Eu pisquei assustada. Era a primeira vez que alguém falava que via algo ao menos parecido com o que eu vinha lidando todos os dias, fiquei aliviada, não tinha nenhum problema de vista. Mas o pensamento de que ele poderia estar desenvolvendo o mesmo problema que eu logo me recorreu e me tensionei mais uma vez. Olhei para meu caderno e as letras permaneciam ali, firmes e estatísticas, diferentemente das letras no quadro e no caderno dele que se moviam como líquidas sendo agitadas em uma bandeija.
- As suas estão, mas as minhas não.
Ele olhou para o próprio caderno e depois para mim.
- No meu caso é o inverso.
- O que é isso?
- Isso, - erguemos nossas cabeças vendo uma nova pessoa se colocar na conversa, ninguém menos que o professor, ele nos encarava com sua minimidade e olhos escuros, ele tinha uma aparência que me levava a pensar muito em camudongos, eu não o achava um, mas realmente parecia de alguma forma - é um feitiço. Se quiser saber mais, pergunte a seu professor de história ou de encantos sobre a Unificação. Agora, deixem de conversa e prestem atenção.
Ele gritava de baixo, todos ao redor em silêncio após alguns segundos voltaram a seus burburinhos.
- Ei, não é ela que...
Eu não escutei mais nada pois Lark voltou a ditar o que o professor-camudongo anotava com o giz branco.

Quando a aula de Transfigurações terminou alonguei minhas costas de leve na cadeira e me levantei junto a Lark, percebi que ele se mantinha sempre um pouco distante, como se eu fosse dá-lo um choque caso triscasse em mim.
- Qual a sua aula agora?
- História Perdida.
Tinha até essa!

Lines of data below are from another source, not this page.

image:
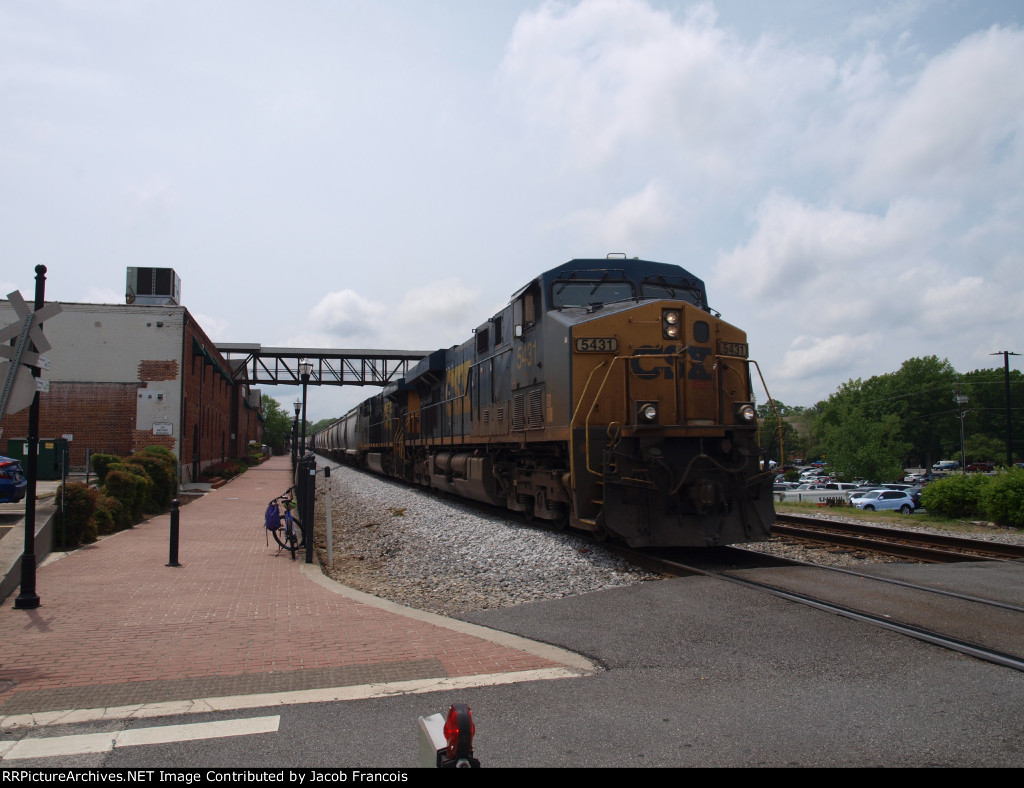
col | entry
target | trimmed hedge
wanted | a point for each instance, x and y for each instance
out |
(79, 506)
(145, 482)
(1003, 498)
(999, 497)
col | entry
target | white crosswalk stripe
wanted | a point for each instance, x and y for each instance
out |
(86, 743)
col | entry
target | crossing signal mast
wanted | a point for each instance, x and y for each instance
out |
(19, 370)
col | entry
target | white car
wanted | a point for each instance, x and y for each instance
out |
(871, 500)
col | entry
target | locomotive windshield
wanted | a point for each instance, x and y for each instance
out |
(673, 287)
(585, 293)
(585, 289)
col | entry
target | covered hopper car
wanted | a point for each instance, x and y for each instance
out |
(606, 396)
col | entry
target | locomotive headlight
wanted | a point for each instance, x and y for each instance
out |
(647, 412)
(671, 319)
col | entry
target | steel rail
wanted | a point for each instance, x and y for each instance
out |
(927, 636)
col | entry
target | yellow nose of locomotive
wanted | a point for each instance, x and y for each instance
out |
(664, 438)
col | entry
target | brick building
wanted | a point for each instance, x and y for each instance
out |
(125, 377)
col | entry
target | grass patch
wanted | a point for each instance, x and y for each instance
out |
(921, 519)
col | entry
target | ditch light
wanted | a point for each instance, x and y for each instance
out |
(448, 742)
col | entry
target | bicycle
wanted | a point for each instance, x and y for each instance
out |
(286, 528)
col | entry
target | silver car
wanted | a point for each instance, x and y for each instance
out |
(883, 499)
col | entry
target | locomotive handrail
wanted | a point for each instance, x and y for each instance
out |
(778, 419)
(677, 355)
(590, 412)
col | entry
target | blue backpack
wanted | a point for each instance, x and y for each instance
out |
(272, 517)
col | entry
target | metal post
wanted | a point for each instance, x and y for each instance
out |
(327, 507)
(1006, 379)
(295, 437)
(173, 559)
(307, 520)
(28, 599)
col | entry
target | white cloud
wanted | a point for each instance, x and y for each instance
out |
(606, 78)
(436, 314)
(439, 305)
(805, 251)
(964, 117)
(633, 221)
(345, 314)
(824, 356)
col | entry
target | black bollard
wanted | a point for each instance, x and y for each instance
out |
(173, 561)
(307, 518)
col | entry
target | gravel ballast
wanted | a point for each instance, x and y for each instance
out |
(444, 556)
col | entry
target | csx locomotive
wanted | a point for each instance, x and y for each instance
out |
(606, 396)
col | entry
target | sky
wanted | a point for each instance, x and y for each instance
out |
(846, 176)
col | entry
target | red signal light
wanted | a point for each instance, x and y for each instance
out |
(459, 732)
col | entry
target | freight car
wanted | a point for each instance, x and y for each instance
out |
(606, 396)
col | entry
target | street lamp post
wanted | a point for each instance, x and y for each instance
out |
(1006, 378)
(295, 434)
(305, 369)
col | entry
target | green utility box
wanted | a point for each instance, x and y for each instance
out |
(52, 453)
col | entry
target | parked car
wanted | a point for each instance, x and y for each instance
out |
(883, 499)
(12, 481)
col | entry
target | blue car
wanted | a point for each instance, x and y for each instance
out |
(12, 481)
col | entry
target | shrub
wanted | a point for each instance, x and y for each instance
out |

Me perguntei se não havia qualquer aula de línguas ali, já que estava acostumada a ter que aprender duas línguas obrigatoriamente além da minha na escola, mas deixei o questionamento incubado em mim.
- Para mim é Anatomia animal, eu acho.
- A mesma da minha.
Me virei e vi Lan se aproximar por trás em uma velocidade nada normal, mas que para ela parecia se tratar de um simples andar.
- Soube que hoje serão os lobos. Imagino que não precise dessa aula.
Ela tentou esconder um de seus risinhos.
- Por que?
Lan me lançou um olhar cético com um brilho estranho.
- Já deve saber de tudo sobre eles...
Outro sorriso e eu entendi a que ela estava se referindo. Lhe lancei um olhar reprovador. Lark se manteve inespressivo.
- Ah! Acho que tem outra pessoa da turma nessa aula.

Não era ninguém mais, ninguém menos que uma criatura que eu não queria encarar tão cedo. Lissa.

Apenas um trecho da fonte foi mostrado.